Evaluation vorziehen
Als nächster Fixpunkt gilt das Jahr 2028, in dem eine Evaluation (Überprüfung des neuen Kita-Gesetzes) angesetzt ist, obwohl laut Hubig schon dauernd Anpassungen vorgenommen würden. Neuwieds Landrat Achim Hallerbach appellierte nachdrücklich, diesen Prozess vorzuziehen. „Ich habe Angst, dass es unsere Kita-Kräfte bis dahin nicht schaffen werden“, lautete ein lakonischer Kommentar, der den Stress und den Druck in Einrichtungen verdeutlichen sollte. „Man läuft am Limit“, folgte auf dem Fuße.
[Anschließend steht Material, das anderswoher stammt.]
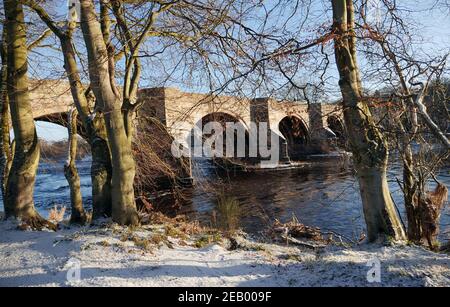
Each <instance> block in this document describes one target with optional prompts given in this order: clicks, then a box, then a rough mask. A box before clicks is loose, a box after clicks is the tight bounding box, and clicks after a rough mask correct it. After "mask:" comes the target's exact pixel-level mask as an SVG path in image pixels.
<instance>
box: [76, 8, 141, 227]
mask: <svg viewBox="0 0 450 307" xmlns="http://www.w3.org/2000/svg"><path fill="white" fill-rule="evenodd" d="M81 29H82V32H83V37H84V40H85V43H86V48H87V51H88V59H89V76H90V79H91V86H92V90H93V92H94V95H95V97H96V99H97V103H98V106H99V111H101V112H102V113H103V116H104V119H105V126H106V132H107V136H108V144H109V149H110V152H111V159H112V185H111V188H112V191H111V195H112V217H113V220H114V221H115V222H117V223H119V224H122V225H136V224H138V223H139V220H138V215H137V210H136V203H135V198H134V176H135V162H134V159H133V154H132V150H131V146H130V144H129V142H128V138H127V134H126V130H125V124H124V119H123V116H122V104H121V97H120V93H119V91H118V89H117V87H116V85H115V82H114V58H113V57H114V56H113V53H112V52H108V50H107V47H106V44H105V41H104V38H103V33H102V31H101V26H100V23H99V22H98V20H97V16H96V13H95V8H94V5H93V2H92V1H91V0H82V1H81Z"/></svg>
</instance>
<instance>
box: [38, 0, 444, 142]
mask: <svg viewBox="0 0 450 307" xmlns="http://www.w3.org/2000/svg"><path fill="white" fill-rule="evenodd" d="M314 1H315V0H314ZM372 1H377V0H372ZM60 2H61V4H63V3H67V1H65V0H61V1H60ZM319 2H320V1H318V2H317V4H316V2H313V3H314V6H316V5H317V7H316V8H317V9H318V10H320V9H321V8H320V6H321V5H324V4H323V3H325V2H323V3H322V4H320V3H319ZM435 2H436V0H425V1H424V0H422V1H419V0H402V1H397V5H399V6H401V7H403V8H408V9H410V10H411V13H410V14H411V16H410V17H411V18H412V19H414V20H417V23H418V24H420V26H419V27H418V30H419V31H420V32H421V36H422V37H423V41H422V42H421V44H423V45H422V46H425V49H426V50H427V51H428V52H430V53H434V52H442V51H447V52H448V51H450V9H434V10H432V11H429V10H426V9H428V8H430V7H431V6H432V4H434V3H435ZM325 5H326V3H325ZM57 7H58V6H57ZM55 10H56V11H57V13H58V14H59V15H62V16H64V14H65V13H64V6H59V7H58V8H57V9H55ZM425 10H426V13H425V14H424V11H425ZM39 52H44V53H46V52H47V51H44V50H39ZM48 52H49V53H52V56H54V57H56V58H58V57H59V59H60V62H59V63H56V64H54V63H52V64H48V65H50V66H49V67H46V69H42V70H41V71H39V70H37V71H33V69H34V68H35V65H31V67H32V69H30V71H31V73H32V74H33V75H34V76H42V77H44V78H59V77H60V74H61V70H62V61H61V56H60V54H59V53H58V52H57V51H55V50H53V51H48ZM31 56H33V55H31ZM38 58H39V57H38ZM56 62H58V61H56ZM43 65H47V64H43ZM150 66H151V65H148V66H147V67H150ZM36 67H40V66H39V65H37V66H36ZM41 68H42V67H41ZM150 74H154V73H153V72H151V70H149V75H150ZM144 75H145V72H144ZM148 82H151V81H146V80H143V82H142V86H152V83H148ZM169 85H172V84H169ZM173 85H175V86H180V87H183V89H185V90H189V89H188V88H186V86H187V85H185V86H183V85H182V84H181V85H180V84H173ZM37 131H38V136H39V137H41V138H43V139H46V140H49V141H58V140H61V139H65V138H67V131H66V129H65V128H63V127H61V126H58V125H54V124H50V123H44V122H38V123H37Z"/></svg>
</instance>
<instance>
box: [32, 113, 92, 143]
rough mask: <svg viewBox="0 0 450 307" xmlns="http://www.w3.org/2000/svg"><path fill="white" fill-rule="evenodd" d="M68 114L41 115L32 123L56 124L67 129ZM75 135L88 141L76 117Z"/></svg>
mask: <svg viewBox="0 0 450 307" xmlns="http://www.w3.org/2000/svg"><path fill="white" fill-rule="evenodd" d="M67 116H68V114H67V112H62V113H51V114H46V115H41V116H39V117H35V118H34V121H35V122H37V121H40V122H47V123H52V124H57V125H60V126H63V127H66V128H67V127H68V117H67ZM77 134H78V135H79V136H81V137H82V138H83V139H85V140H86V141H87V140H88V136H87V134H86V130H85V129H84V125H83V123H82V122H81V120H80V118H79V117H78V120H77Z"/></svg>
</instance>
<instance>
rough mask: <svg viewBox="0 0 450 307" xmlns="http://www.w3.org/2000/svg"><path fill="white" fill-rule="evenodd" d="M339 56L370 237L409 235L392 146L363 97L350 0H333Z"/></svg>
mask: <svg viewBox="0 0 450 307" xmlns="http://www.w3.org/2000/svg"><path fill="white" fill-rule="evenodd" d="M333 22H334V25H333V30H334V33H335V39H334V43H335V57H336V65H337V67H338V70H339V75H340V80H339V86H340V88H341V92H342V97H343V107H344V118H345V123H346V126H347V130H348V136H349V138H350V144H351V148H352V152H353V161H354V163H355V168H356V171H357V177H358V181H359V185H360V190H361V197H362V202H363V209H364V216H365V219H366V224H367V234H368V239H369V241H375V240H376V239H378V238H379V237H380V236H391V237H393V238H394V239H400V240H402V239H405V238H406V237H405V233H404V230H403V227H402V225H401V222H400V219H399V217H398V214H397V212H396V210H395V207H394V203H393V201H392V198H391V195H390V192H389V187H388V183H387V177H386V173H387V163H388V147H387V142H386V140H385V138H384V136H383V135H382V134H381V132H380V131H379V129H378V128H377V127H376V125H375V122H374V119H373V117H372V115H371V112H370V109H369V107H368V105H367V104H366V103H365V102H364V100H363V97H362V96H363V92H362V84H361V79H360V73H359V68H358V64H357V57H356V35H355V32H354V7H353V2H352V1H349V0H333Z"/></svg>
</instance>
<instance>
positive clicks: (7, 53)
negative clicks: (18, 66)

Es sei wie ein Teufelskreis, „aus dem wir nicht rauskommen“. Auf die Kinder gucke kein Mensch. Zuvor hatte Hallerbach in wenigen Worten die aktuelle Kita-Landschaft im Kreis Neuwied (ohne die Stadt Neuwied) skizziert: 5500 Plätze in 66 Kitas, 1200 neue Plätze seit 2013, zu den 200 derzeit in Planung befindlichen müssen noch einmal 300 „obendaruf“ kommen und elf provisorische Gruppen. Demuth bezeichnete in ihrer Einführung das „Kita-Zukunftsgesetz als Dauerbrenner in Rheinland-Pfalz“ und prognostizierte: „Wenn die Opposition einlädt, wird es kein einfacher Termin für die Ministerin.“ Christoph Zimmer hatte als Vorsitzender des Kreiselternausschusses Neuwied die Diskussion mit einer detaillierten Bestandsaufnahme der Situation eröffnet. (vh)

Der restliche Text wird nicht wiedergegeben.